Semantic Label Drift in Cross-Cultural Translation
This addresses a critical issue for developers and users of machine translation systems in low-resource settings, highlighting risks of misinterpretation and cultural conflict, though it is incremental as it builds on prior work on sentiment preservation.
The paper tackles the problem of semantic label drift in machine translation due to cultural misalignment, finding that modern LLMs induce significant drift in culturally sensitive domains, with cultural similarity being a key factor in label preservation.
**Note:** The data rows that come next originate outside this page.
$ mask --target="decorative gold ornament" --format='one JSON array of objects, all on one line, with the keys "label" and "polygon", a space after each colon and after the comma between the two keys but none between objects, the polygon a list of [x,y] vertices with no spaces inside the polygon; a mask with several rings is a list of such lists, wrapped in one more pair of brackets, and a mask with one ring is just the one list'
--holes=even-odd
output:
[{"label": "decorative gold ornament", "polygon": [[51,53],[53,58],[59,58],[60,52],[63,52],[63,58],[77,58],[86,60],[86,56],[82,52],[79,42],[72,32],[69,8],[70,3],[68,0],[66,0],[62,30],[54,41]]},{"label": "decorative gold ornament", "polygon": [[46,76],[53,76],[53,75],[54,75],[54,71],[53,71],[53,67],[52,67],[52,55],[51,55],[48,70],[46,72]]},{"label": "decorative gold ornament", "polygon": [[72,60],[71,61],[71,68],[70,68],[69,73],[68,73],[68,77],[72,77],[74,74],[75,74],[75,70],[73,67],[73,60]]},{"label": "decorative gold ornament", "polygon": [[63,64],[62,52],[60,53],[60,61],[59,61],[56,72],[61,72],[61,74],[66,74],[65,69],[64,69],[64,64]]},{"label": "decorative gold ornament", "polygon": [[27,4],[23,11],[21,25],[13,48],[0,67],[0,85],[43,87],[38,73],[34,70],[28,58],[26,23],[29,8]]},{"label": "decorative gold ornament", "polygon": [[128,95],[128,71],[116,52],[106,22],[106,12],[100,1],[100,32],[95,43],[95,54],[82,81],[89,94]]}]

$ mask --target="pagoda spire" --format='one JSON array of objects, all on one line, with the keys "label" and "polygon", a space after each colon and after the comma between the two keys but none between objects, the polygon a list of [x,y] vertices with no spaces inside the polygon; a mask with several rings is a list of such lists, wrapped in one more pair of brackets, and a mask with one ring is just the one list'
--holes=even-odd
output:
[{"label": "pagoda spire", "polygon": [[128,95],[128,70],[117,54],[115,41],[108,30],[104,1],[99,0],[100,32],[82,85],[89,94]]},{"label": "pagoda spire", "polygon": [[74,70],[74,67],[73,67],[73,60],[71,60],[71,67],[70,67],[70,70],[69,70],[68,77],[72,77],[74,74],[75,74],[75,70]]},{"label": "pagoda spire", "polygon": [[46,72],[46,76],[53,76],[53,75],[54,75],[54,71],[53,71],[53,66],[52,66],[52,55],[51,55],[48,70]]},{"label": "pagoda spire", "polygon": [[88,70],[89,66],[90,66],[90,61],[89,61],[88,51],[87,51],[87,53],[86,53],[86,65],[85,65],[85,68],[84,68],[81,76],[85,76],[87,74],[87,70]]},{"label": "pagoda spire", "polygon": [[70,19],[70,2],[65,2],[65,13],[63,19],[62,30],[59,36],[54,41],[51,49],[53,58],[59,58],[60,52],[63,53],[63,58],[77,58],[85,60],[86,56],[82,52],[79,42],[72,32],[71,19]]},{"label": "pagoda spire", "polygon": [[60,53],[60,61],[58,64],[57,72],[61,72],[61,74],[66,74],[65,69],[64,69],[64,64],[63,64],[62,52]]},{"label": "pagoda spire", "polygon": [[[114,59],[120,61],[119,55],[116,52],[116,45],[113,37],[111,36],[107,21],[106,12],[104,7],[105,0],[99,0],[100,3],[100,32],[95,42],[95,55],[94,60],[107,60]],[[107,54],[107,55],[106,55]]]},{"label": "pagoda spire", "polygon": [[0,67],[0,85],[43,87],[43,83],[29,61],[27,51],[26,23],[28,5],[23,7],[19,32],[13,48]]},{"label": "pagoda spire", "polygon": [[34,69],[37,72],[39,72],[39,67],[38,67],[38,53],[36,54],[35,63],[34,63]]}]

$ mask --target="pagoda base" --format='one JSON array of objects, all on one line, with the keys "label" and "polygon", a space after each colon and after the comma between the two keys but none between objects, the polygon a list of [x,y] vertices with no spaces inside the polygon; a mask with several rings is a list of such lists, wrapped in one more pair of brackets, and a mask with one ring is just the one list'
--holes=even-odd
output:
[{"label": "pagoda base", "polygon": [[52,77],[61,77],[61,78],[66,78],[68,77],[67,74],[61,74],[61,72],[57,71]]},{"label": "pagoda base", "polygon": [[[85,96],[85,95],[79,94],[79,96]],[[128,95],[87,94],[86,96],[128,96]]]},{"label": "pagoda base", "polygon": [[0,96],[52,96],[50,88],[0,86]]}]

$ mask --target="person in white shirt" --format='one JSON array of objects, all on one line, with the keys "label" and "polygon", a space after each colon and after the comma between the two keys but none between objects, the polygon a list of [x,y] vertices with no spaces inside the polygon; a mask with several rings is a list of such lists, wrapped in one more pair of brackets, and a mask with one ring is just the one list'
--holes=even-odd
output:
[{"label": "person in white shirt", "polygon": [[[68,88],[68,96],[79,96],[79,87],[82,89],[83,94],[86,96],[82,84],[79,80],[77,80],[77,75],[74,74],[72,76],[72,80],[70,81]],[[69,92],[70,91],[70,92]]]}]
Machine Translation (MT) is widely employed to address resource scarcity in low-resource languages by generating synthetic data from high-resource counterparts. While sentiment preservation in translation has long been studied, a critical but underexplored factor is the role of cultural alignment between source and target languages. In this paper, we hypothesize that semantic labels are drifted or altered during MT due to cultural divergence. Through a series of experiments across culturally sensitive and neutral domains, we establish three key findings: (1) MT systems, including modern Large Language Models (LLMs), induce label drift during translation, particularly in culturally sensitive domains; (2) unlike earlier statistical MT tools, LLMs encode cultural knowledge, and leveraging this knowledge can amplify label drift; and (3) cultural similarity or dissimilarity between source and target languages is a crucial determinant of label preservation. Our findings highlight that neglecting cultural factors in MT not only undermines label fidelity but also risks misinterpretation and cultural conflict in downstream applications.